Belfast Telegraph

Huge painting restored in castle

A unique painting of the Battle of the Boyne is being restored in a castle because it is too big to move off-site.

Dutch painter Jan Wyck's panoramic record of the largest battle ever fought on Irish soil was completed just three years after the 1690 clash between Protestant King William III and Catholic King James II.

Measuring more than three metres long and over two metres high, the impressive canvas has been hanging over the dining room of Malahide Castle, in north county Dublin, for the past 40 years.

Fourteen members of the Talbot family, who built the castle, died at the battle fighting for the Jacobites.

The painting was bequeathed to the National Gallery in 1936 and has been on loan to Malahide since 1976.

Its sheer size - reflecting the epic scale of the bloody milestone in Irish and British history - has forced the National Gallery of Ireland, which owns the painting, to restore it on site.

Sean Rainbird, director of the gallery, said it needed renovation for a landmark exhibition of Irish history next year, as part of the Decade of Centenaries commemorations.

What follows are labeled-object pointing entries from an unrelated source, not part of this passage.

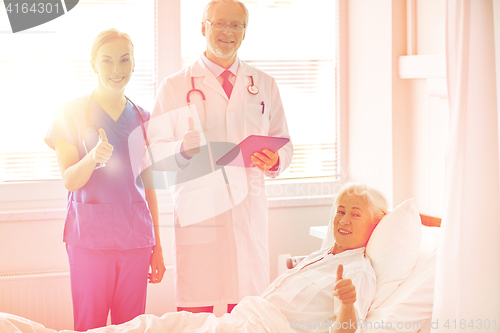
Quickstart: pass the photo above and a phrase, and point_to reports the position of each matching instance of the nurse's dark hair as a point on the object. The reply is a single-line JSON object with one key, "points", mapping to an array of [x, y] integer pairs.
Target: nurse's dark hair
{"points": [[209, 6], [107, 36], [375, 200]]}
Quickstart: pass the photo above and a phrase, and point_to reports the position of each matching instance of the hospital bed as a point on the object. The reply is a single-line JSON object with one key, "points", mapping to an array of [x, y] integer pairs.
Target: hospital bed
{"points": [[405, 296], [402, 252]]}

"Following completion of the project, the painting will return to the gallery for a period and will be one of the key works in our 2016 exhibition, Creating History: Stories of Ireland in Art, before retaking its place in the historically significant surroundings of Malahide Castle, where it has been on show for many years," he said.

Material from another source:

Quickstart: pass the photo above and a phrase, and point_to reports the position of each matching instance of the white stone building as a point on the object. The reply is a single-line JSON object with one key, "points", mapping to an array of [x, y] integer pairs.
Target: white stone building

Once restored, experts will have to remove the painting from its frame, and roll it up to get it out of the castle doors for its temporary move to the National Gallery.

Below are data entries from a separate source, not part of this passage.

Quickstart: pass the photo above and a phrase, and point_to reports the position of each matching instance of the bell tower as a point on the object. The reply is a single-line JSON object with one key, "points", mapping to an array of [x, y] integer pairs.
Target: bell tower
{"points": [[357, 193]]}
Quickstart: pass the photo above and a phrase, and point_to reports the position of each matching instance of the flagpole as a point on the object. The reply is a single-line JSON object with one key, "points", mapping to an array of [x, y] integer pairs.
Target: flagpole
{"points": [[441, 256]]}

Wyck's vision captures the chaos and carnage of the battle at Oldbridge, in Co Meath.

With the help of funding by the William E Connor Foundation, two conservation experts are working full-time to painstakingly restore the centuries old painting in situ at Malahide Castle.

Visitors can catch a glimpse of the work as they pass by.

Wyck painted a number of versions of the Battle of the Boyne - smaller versions are in the collections of the Ulster Museum and the National Army Museum, London.